When you go to IKEA, and there's no salesperson there to help you, you have to load boxes onto a cart yourself, you have to jam those boxes into your car in the parking lot yourself, and you have to assemble the furniture yourself with a hundred+ parts, and no wors on the work instructions. IKEA continues to be the #1 furniture retailer in the world - 13 straight years.

You go to Costco, and have to buy ranch dressing by the gallon, toothbrushes by the half-dozen, have to bag your purchases yourself, and are checked at the door to ensure you're not stealing anything. Yet, they are the number 2 retailer in the US behind Walmart. 

You'll wait in line at Disney 45 minutes to ride Space Mountain. 

You'll look forward to getting yelled at when visiting Chicago's "Weiner Circle" by the workers there.

And you'll keep going back. 

It's setting accurate expectations, then consistently meeting them. It's not "underpromise/overdeliver", because that creates a short-term spike in satisfaction, but (a) is a form of lying, and (b) is not sustainable.
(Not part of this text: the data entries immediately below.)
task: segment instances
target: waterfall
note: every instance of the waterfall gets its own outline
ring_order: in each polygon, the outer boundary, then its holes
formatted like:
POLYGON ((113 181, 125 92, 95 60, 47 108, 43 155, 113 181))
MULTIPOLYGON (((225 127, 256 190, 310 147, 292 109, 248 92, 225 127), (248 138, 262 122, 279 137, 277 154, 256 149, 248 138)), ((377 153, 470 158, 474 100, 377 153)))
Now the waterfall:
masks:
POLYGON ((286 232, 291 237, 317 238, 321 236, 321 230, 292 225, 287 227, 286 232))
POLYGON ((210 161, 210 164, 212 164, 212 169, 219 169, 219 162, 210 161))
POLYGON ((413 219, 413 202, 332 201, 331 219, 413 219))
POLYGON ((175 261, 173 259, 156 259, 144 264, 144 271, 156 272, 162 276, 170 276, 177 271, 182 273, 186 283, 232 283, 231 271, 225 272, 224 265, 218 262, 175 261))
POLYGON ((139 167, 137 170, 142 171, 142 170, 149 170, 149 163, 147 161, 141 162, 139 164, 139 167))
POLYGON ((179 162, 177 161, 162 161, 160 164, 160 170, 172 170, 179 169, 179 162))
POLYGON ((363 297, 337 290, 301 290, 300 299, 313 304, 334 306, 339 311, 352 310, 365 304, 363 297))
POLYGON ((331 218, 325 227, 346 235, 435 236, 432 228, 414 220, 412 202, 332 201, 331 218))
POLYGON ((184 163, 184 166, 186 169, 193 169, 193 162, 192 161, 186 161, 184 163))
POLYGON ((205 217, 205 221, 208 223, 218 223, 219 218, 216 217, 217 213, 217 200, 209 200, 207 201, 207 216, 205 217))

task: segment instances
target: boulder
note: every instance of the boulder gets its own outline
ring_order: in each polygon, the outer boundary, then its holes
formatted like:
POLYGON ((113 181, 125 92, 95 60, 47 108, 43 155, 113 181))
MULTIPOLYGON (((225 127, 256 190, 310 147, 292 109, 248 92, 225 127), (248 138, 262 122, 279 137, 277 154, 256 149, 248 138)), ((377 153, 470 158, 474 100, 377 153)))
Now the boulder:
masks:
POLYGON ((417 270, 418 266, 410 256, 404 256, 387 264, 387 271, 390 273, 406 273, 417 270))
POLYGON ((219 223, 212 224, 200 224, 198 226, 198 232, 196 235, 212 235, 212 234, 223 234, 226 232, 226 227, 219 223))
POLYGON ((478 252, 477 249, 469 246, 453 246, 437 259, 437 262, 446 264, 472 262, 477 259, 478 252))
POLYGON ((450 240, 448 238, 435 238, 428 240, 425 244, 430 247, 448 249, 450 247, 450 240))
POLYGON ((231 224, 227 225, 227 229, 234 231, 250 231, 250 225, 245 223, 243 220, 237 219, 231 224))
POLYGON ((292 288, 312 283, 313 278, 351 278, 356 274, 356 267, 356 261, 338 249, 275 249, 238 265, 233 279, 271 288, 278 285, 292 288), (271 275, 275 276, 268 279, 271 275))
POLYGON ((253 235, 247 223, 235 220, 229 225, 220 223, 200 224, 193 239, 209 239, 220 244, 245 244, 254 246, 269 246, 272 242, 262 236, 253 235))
Marketing, how can you help buyers predict? And, taking that a step further, can you brand the expectation

3) Help Organizations Skinny The Funnel: 

This is likely not a shocking revelation, but in my roles running sales and running revenue for large, fast-growing technology companies, it hit me...

Why are we so focused on volume? 

During board meetings, I would sit down with my CMO, and we'd spend more time looking at the flow and volume of MQLs than the ratios. 

"Why is lead flow going down?" we'd be asked at board meetings.

Covid or not...

Lead flow going down is a good thing, if the answer is a thinner funnel.

In other words...

Lead flow going down is a good thing, if the answer is winning faster, and just as importantly, losing faster.

Covid has created a bit of a qualification problem. There seems to be, from an outsider's perspective, less learnings around when we lose and why we lose being shared. We keep pursuing the same account profiles, keep experiencing the same wasted time and mistakes, and as a result...

...the funnel is too wide at the top, causing what flows out the bottom to flow more slowly. Losing slowly is not sustainable today or going forward. 

How can marketing serve as the function of honing in the firmographic and demographic focus?

How can marketing curate reviews and feedback to inform transparent messaging, so that organizations...




And, can organizations, both sales & marketing, make the metric of "time to loss" a new KPI?

There you have rant. 

What do you think? What am I getting wrong? What am I getting right? What am I missing?